Pour préparer l’avenir et répondre à l’obligation gouvernementale de recruter 5 % de son effectif en alternance, l’entreprise va renforcer le recours aux apprentis. Une cinquantaine de jeunes devraient rejoindre l’entreprise d’ici à la fin de l’année. « Nous avons le projet de monter un BTS tourisme orienté vers les professionnels de l’exploitation, ou encore de créer un diplôme d’ingénieur en circulation ferroviaire avec les Arts et Métiers », annonce Bernard Thomas, le DRH.

3-Capitaliser sur la culture maison

Eurotunnel s’est construit autour d’une double culture. Tous les jours, des salariés britanniques partent prendre leur poste en France et vice versa. « Au centre de contrôle ferroviaire, nos équipes sont totalement biculturelles, indique Michel Boudoussier, le directeur général adjoint d’Eurotunnel. Dans les trains, les conducteurs peuvent être français et travailler avec des équipages britanniques. Tous sont bilingues. » Jacques Gounon entend bien cultiver ce particularisme pour rendre Eurotunnel toujours plus réactif. « L’entreprise a su s’appuyer sur le meilleur des deux cultures pour faire en sorte, par exemple, que la flexibilité soit considérée comme ce que l’on doit donner au client et non pas comme une contrainte qui s’imposerait à nous. C’est de la saine émulation », note le P-DG.

Reste que chez les syndicats c’est plutôt la méfiance qui domine. « Il y a quinze ans, les conducteurs de train français ont lancé une grève. L’entreprise a fait appel à nos collègues anglais pour assurer le service », rappelle le cégétiste Philippe Vanderbec. « On ne regarde pas ce qui se passe en Angleterre et on n’a pas de rapport avec Unite, le syndicat anglais », indique Christophe Dooghe, à la CFDT. Le système de protection sociale, le temps de travail, les salaires sont différents. En Angleterre, c’est le principe the rate for the job : quel que soit l’âge, à un métier correspond un salaire. « Quand le droit français fait évoluer les conditions de travail des salariés, nous essayons de compenser côté britannique par des primes », précise le DRH.

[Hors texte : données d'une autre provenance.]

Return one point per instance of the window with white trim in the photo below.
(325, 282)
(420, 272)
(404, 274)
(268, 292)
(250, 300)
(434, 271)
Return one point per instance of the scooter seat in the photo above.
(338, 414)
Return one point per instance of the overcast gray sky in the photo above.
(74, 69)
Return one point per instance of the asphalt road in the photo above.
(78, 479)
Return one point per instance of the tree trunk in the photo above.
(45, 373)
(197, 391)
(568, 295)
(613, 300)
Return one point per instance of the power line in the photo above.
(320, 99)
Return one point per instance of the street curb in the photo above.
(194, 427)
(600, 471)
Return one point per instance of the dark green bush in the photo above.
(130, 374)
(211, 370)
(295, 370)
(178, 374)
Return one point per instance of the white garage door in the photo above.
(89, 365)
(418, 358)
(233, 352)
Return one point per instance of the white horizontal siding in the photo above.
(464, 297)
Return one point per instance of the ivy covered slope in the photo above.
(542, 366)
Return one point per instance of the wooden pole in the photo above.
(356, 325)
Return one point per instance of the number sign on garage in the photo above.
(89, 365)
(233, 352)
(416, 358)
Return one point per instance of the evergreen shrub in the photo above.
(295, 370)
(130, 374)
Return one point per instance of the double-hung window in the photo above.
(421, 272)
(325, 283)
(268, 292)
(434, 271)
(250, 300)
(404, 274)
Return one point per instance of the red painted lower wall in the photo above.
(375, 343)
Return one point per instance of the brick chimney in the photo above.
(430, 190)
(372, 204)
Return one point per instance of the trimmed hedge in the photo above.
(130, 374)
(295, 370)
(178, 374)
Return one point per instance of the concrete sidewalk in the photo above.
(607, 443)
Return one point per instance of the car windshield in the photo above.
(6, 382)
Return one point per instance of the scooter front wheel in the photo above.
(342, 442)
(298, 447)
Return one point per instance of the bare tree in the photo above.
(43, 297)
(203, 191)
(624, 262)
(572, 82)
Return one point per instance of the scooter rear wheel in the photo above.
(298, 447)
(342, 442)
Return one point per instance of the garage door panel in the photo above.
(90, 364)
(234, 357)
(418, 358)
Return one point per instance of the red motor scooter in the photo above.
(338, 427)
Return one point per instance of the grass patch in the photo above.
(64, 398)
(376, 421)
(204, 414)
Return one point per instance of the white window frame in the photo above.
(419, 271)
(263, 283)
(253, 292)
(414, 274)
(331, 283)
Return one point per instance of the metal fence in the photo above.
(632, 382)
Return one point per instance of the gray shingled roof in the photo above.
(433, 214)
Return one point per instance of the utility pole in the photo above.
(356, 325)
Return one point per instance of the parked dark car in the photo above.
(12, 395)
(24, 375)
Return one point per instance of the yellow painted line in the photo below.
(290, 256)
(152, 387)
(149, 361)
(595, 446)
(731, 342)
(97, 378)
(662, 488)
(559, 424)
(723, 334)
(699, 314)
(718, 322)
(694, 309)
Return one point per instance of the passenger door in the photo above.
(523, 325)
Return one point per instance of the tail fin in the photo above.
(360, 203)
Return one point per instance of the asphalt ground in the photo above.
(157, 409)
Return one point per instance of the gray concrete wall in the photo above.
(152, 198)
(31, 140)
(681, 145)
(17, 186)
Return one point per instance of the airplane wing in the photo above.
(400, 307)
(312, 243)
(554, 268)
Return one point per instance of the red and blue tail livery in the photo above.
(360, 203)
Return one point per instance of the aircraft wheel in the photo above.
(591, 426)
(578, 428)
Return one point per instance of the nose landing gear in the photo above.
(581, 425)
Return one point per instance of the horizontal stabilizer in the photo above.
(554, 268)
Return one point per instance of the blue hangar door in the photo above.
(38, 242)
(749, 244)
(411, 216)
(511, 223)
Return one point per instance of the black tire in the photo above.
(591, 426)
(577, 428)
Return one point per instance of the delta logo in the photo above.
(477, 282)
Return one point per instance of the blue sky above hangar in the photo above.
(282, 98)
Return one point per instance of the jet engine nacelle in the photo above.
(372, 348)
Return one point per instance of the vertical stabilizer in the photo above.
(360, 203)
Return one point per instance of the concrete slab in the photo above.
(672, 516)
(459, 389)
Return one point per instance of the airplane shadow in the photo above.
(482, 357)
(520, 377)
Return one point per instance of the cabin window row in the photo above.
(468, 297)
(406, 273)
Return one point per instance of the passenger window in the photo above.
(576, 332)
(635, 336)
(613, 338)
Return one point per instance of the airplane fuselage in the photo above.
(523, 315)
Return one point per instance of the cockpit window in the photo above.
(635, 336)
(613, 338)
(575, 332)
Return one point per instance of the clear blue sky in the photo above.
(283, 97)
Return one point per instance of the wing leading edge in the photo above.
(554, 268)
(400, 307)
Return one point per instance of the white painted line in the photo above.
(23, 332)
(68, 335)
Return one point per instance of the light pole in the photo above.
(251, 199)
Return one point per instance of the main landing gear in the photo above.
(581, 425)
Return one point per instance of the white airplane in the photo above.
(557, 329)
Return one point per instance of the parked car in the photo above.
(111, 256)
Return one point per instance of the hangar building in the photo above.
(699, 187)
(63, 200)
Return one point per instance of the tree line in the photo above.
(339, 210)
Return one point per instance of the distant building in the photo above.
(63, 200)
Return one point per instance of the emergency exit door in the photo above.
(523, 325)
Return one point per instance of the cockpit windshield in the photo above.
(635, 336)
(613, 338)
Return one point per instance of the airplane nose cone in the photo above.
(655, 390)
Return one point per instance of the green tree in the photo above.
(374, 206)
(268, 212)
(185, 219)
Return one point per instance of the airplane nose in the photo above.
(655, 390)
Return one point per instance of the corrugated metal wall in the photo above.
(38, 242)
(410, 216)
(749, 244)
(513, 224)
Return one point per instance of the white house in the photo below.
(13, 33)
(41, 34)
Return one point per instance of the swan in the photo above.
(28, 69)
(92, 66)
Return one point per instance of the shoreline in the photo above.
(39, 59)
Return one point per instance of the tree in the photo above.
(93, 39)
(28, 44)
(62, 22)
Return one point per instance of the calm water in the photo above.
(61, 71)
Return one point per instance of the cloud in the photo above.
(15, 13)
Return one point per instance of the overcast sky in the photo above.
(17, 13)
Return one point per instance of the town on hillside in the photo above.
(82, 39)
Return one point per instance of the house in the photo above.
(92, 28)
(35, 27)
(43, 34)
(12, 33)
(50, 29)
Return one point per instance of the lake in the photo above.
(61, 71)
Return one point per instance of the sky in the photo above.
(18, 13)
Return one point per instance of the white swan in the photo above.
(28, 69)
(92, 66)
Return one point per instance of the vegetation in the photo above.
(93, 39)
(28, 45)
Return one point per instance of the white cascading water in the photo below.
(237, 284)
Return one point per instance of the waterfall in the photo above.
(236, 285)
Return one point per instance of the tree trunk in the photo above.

La culture SNCF irrigue aussi la maison par l’obsession de la sécurité et de la ponctualité. « La sécurité, c’est un réflexe, des procédures, un comportement, une attitude. Ça n’est pas la multi­plication des salariés, comme parfois on l’entend, souligne Jacques Gounon. Chez Eurotunnel, elle a été mise en place dès le premier jour et c’est une force considérable. L’expertise, l’ingénierie sont aussi des éléments essentiels. Nous exploitons la voie la plus empruntée au monde en termes de tonnage. On ne peut pas concevoir le tunnel sans considérer que l’expertise technologique est fondamentale. Le pire des raisonnements serait de couper dans la maintenance ou les compétences techniques, comme cela a failli être fait dans les moments les plus difficiles. »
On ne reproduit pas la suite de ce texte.